= Treaty of Windsor (1899) =

1899 treaty between the United Kingdom and Portugal

The Treaty of Windsor was a secret colonial declaration between the United Kingdom and Portugal in 1899. It was named after the earlier Treaty of Windsor (1386) though actually signed in London on 14 October 1899 by the British Prime Minister Lord Salisbury and the Portuguese ambassador Marquis of Soveral.

Anglo-Portuguese relations in Africa had been strained by the 1890 British Ultimatum which had blocked Portugal from joining its colonies in Angola and Mozambique across what later became Malawi, Zambia and Zimbabwe leading to the Anglo-Portuguese Treaty of 1891, and by an Anglo-German understanding in 1898 that, if Portugal relinquished its African colonies, Germany could expand German South West Africa northwards and German East Africa southwards while Great Britain could expand its South African territory eastwards and control Portugal's Atlantic islands.

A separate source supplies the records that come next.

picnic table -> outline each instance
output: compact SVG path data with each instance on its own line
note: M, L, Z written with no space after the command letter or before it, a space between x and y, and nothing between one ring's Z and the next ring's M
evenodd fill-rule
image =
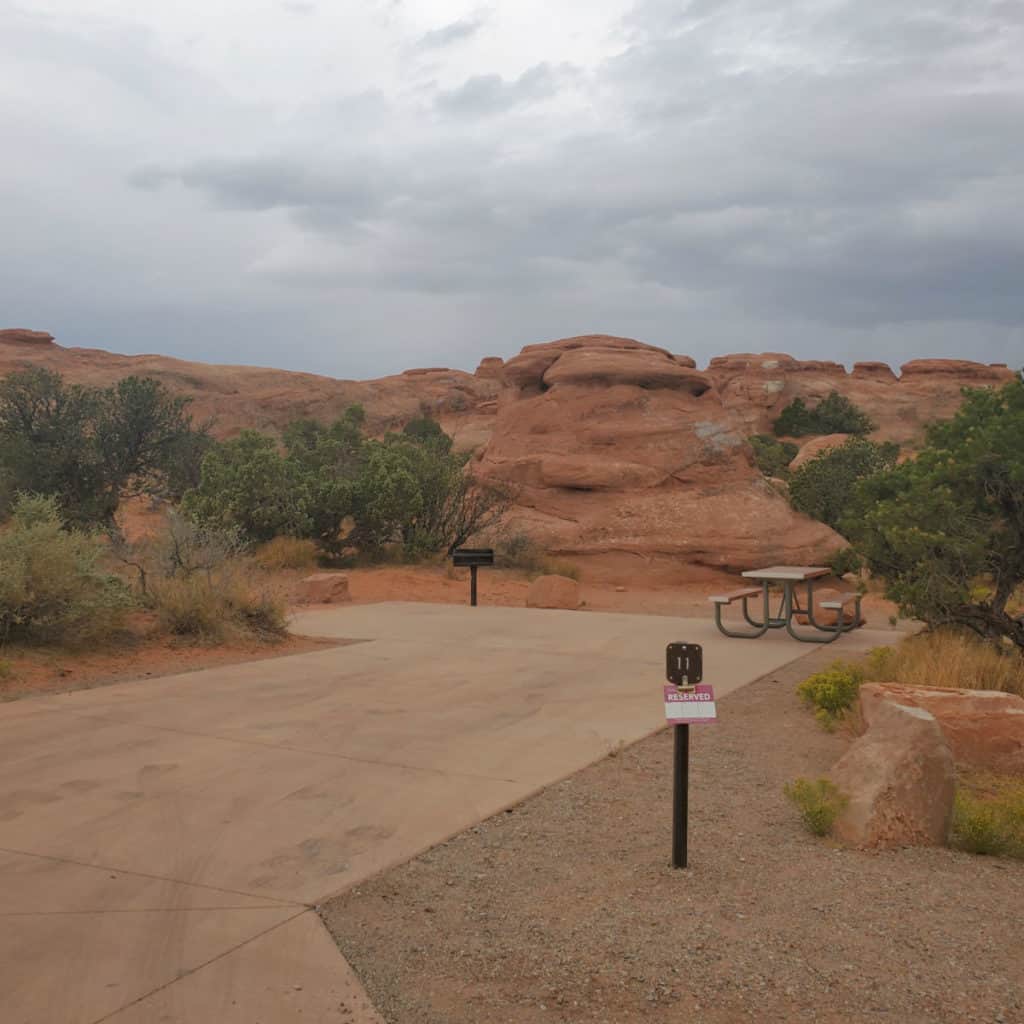
M784 629L790 636L803 643L831 643L844 633L849 633L860 625L860 594L856 591L839 594L827 601L819 601L818 607L835 611L836 622L819 623L814 617L814 581L829 575L831 569L823 565L769 565L763 569L748 569L743 577L757 582L755 587L743 587L728 594L716 594L709 598L715 605L715 625L727 637L755 640L769 630ZM780 587L778 607L771 610L771 588ZM806 586L807 603L801 603L798 587ZM759 598L760 615L752 611L750 602ZM742 602L743 618L749 630L734 630L722 622L722 609L735 601ZM847 606L852 604L853 614L848 618ZM801 632L794 628L797 615L806 616L806 625L811 632Z

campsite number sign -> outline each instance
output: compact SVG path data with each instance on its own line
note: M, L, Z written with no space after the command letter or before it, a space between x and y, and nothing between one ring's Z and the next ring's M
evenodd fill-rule
M715 691L703 679L703 650L696 643L665 649L665 717L675 728L672 768L672 866L686 866L690 793L690 726L714 722Z

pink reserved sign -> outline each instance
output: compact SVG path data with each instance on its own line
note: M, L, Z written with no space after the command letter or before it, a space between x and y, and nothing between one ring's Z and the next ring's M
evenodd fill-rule
M718 717L714 689L701 683L692 689L681 690L672 683L666 683L665 717L673 725L714 722Z

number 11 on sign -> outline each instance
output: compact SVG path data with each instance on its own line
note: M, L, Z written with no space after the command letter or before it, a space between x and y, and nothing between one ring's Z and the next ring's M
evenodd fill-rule
M703 651L695 643L665 650L665 717L675 729L672 773L672 866L685 867L690 790L690 725L715 721L715 691L701 685Z

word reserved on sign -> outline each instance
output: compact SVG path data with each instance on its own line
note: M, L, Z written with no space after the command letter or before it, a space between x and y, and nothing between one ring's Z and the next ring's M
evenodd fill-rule
M707 684L691 689L679 689L672 683L665 686L665 717L673 725L691 725L697 722L714 722L715 690Z

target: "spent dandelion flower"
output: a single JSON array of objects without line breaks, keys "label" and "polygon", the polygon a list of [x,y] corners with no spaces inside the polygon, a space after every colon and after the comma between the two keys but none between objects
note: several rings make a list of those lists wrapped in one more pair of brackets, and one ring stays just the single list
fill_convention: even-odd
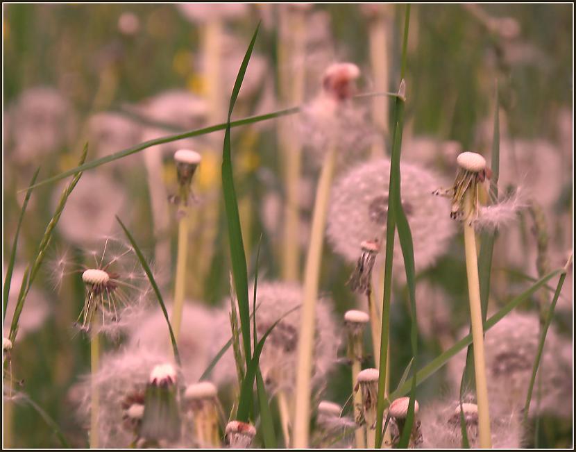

The 1899 declaration reaffirmed former treaties between the two countries, including those of 1642 and 1661. Great Britain agreed to defend Portuguese colonies from their "future and present" enemies. Portugal agreed to not declare neutrality officially in the forthcoming Second Boer War and to prevent Boer movement of arms and troops through Lourenço Marques and Mozambique to the Transvaal.